Le «oui» l’a emporté. A 195 voix contre 3. Les employés de l’hôtel Sofitel se sont prononcés en faveur d’une grève vu l’échec jusqu’ici des discussions sur leurs salaires et conditions de travail. Le vote a pris fin hier, 29 novembre. Le dépouillement a eu lieu, par la suite, au ministère du Travail.

Les quelque 250 employés que représente la Hotels and Restaurant Employees Union devront décider de la date de la tenue du débrayage. Qui risque de durer si direction et syndicat ne trouvent aucun terrain d’entente d’ici là. Les consultations sont d’ailleurs en cours auprès des employés sur le début de la grève. La date devrait être connue d’ici ce soir.

La direction, par le biais d’un communiqué de sa directrice des ressources humaines, maintient pour sa part qu’il faut d’abord discuter du «procedure agreement» avant d’embrayer sur l’accord collectif portant sur les salaires et conditions de travail. «C’est notre seule demande», écrit Shoshila Ramsamy.

Or, dans son rapport daté du 9 novembre (voir plus bas), la Commission de conciliation et de médiation est d’avis que «les deux parties auraient dû de bonne foi négocié la signature d’un ‘procedure agreeement’ et, en parallèle, celle d’un accord collectif». Le syndicat affirme d’ailleurs être disposé à ce que les discussions reprennent sur les deux plans.

La direction du Sofitel Mauritius l’Impérial Resort affirme, de son côté, que : «Le vrai problème n’est pas le collective agreement. Le vrai problème, c’est l’absence d’un ‘procedure agreement’ qui doit précéder tout dialogue social, notamment le ‘collective agreement’.» Et de poursuivre en indiquant que le procedure agreement «définit un service minimum pour les secteurs essentiels» dont l’hôtellerie.

Du côté de la HREU, on affirme que toutes les dispositions ont été prises dans l’éventualité d’une grève. «Y compris en termes de service minimum», indique Jean Yves Chavrimootoo, négociateur pour le syndicat.

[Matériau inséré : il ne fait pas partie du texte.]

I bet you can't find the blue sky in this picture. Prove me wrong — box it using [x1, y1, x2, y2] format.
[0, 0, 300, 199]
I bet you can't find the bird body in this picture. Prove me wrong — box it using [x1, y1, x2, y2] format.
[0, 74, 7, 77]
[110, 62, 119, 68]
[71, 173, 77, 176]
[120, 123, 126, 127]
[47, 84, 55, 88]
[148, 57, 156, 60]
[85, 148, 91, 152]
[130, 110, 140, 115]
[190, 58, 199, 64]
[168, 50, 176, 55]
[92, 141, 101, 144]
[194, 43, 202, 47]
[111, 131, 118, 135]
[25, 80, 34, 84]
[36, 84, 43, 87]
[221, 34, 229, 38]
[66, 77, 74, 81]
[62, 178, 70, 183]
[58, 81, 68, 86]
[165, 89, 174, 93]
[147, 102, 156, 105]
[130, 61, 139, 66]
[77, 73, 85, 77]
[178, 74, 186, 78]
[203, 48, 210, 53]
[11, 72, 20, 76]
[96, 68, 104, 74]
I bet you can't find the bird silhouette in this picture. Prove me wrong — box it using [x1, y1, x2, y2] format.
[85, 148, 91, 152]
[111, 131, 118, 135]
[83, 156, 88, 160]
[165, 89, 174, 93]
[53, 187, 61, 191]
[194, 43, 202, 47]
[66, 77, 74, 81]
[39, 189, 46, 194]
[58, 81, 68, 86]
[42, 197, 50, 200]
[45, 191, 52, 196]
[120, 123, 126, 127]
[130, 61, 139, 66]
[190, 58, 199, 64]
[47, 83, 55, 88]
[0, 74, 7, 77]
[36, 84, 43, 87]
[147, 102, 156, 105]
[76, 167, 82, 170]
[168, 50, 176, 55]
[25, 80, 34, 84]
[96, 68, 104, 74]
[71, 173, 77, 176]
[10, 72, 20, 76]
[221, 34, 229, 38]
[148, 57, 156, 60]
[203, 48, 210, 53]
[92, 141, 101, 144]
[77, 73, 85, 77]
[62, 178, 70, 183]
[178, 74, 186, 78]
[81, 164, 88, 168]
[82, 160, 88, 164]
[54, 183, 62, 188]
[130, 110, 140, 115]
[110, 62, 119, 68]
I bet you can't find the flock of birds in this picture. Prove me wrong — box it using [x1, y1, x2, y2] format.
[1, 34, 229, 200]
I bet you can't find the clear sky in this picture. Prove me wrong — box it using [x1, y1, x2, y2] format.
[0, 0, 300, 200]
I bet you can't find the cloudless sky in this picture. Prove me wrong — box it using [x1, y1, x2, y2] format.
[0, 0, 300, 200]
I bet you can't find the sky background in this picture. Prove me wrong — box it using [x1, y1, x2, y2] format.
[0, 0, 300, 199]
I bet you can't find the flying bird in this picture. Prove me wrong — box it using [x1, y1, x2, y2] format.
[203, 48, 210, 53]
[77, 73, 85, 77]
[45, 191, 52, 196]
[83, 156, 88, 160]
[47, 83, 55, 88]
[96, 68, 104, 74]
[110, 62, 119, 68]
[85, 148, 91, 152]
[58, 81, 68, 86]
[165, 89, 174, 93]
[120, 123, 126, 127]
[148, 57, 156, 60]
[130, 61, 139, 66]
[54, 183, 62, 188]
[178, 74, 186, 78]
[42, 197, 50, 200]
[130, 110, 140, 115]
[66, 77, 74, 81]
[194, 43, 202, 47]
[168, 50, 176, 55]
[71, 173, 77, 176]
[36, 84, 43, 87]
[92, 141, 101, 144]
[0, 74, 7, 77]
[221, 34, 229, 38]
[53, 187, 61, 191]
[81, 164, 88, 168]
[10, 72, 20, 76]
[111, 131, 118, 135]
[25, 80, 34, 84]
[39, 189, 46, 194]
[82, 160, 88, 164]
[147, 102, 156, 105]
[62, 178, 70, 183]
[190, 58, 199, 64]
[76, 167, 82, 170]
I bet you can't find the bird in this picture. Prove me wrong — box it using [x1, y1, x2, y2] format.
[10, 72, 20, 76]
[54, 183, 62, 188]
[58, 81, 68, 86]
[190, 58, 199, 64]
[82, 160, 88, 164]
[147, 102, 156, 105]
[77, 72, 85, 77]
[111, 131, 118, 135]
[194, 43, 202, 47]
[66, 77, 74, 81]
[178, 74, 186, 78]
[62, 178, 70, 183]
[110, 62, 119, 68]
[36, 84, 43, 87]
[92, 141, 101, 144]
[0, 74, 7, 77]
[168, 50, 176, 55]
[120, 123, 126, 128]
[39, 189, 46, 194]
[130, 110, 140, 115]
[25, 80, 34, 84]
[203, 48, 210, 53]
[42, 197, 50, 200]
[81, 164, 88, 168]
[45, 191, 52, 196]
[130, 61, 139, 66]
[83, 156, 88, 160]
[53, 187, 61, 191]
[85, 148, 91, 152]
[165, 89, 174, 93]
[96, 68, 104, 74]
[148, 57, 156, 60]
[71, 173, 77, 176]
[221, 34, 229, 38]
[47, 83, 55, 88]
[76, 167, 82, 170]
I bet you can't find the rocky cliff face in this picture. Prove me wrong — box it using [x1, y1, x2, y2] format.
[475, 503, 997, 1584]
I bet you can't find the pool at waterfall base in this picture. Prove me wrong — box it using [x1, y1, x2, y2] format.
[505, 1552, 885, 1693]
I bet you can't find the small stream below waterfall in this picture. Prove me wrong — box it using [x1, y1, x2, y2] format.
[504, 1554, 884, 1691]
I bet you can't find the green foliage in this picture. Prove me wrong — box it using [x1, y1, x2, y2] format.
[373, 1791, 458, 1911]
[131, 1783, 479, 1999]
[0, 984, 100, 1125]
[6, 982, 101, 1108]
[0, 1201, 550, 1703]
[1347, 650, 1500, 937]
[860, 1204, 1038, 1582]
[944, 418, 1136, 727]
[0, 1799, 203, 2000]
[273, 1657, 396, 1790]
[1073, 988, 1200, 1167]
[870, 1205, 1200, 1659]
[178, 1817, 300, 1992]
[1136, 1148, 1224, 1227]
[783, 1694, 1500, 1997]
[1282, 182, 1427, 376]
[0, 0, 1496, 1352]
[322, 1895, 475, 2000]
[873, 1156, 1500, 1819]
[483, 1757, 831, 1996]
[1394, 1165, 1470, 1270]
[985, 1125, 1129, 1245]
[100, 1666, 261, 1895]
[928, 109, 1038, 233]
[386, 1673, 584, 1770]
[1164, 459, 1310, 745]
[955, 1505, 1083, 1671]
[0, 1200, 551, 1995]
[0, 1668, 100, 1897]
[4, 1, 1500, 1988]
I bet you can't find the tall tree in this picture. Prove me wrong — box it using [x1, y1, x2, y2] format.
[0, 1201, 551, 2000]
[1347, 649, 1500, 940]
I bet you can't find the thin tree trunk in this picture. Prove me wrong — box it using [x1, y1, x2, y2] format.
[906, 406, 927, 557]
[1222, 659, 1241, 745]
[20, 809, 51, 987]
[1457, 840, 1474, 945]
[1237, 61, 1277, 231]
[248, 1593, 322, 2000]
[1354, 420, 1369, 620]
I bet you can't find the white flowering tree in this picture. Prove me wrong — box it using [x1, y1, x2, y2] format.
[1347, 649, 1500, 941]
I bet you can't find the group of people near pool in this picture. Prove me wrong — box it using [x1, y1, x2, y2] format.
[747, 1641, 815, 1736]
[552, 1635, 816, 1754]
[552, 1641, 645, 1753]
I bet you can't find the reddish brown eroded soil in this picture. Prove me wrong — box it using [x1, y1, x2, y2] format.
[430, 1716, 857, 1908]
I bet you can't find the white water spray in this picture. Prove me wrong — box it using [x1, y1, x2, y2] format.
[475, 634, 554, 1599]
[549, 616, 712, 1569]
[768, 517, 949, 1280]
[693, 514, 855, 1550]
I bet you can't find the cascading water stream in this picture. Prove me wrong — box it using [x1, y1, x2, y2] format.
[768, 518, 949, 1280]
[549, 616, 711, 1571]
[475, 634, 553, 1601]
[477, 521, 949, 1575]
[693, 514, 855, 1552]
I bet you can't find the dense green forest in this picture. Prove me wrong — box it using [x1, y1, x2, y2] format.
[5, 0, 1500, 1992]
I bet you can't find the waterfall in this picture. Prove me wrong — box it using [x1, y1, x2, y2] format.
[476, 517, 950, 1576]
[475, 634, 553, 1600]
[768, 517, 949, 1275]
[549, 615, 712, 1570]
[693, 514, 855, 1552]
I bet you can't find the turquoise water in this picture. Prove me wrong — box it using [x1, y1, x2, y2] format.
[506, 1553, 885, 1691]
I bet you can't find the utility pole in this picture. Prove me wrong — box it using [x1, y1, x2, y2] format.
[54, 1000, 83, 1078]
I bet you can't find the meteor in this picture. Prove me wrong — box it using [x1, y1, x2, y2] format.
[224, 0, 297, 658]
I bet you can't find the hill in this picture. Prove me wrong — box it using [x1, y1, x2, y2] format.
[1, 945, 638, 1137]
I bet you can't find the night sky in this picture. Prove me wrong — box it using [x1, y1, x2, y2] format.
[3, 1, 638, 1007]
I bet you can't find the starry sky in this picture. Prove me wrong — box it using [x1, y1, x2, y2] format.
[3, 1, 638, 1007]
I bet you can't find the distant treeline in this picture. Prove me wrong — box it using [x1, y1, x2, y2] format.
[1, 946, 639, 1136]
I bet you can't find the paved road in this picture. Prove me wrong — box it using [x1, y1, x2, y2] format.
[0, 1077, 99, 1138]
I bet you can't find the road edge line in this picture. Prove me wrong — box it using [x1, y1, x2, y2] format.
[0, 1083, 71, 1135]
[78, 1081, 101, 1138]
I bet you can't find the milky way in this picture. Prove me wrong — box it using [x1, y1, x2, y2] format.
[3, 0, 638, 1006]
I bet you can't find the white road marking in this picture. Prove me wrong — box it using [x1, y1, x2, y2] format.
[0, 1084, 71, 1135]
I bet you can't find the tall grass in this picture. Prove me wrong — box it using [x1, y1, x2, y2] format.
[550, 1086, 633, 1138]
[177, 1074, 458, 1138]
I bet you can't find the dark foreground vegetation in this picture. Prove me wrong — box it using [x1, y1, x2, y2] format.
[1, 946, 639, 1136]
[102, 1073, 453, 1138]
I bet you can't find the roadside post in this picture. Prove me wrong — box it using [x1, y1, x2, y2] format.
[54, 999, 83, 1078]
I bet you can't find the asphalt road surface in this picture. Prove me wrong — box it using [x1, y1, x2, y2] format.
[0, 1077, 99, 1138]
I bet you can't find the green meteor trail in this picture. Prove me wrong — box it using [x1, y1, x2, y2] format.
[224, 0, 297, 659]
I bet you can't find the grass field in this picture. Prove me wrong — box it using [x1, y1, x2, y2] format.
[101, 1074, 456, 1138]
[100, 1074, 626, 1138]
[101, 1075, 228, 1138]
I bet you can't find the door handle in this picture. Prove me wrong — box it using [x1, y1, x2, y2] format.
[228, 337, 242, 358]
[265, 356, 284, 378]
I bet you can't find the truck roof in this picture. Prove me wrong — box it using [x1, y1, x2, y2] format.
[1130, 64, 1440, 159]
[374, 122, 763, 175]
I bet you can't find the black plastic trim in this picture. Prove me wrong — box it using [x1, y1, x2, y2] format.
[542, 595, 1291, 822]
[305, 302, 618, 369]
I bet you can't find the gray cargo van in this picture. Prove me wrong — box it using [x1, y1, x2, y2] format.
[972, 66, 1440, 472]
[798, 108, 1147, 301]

Le secteur hôtelier sera-t-il secoué par cette grève ? Le syndicat doit notifier l’hôtel et le ministère dix jours avant la tenue de la grève de la date choisie. Les deux parties peuvent encore renouer le dialogue durant ce temps. Le ministre du Travail peut proposer un «conciliation service» si sollicité par les parties concernées, avant ou pendant la grève.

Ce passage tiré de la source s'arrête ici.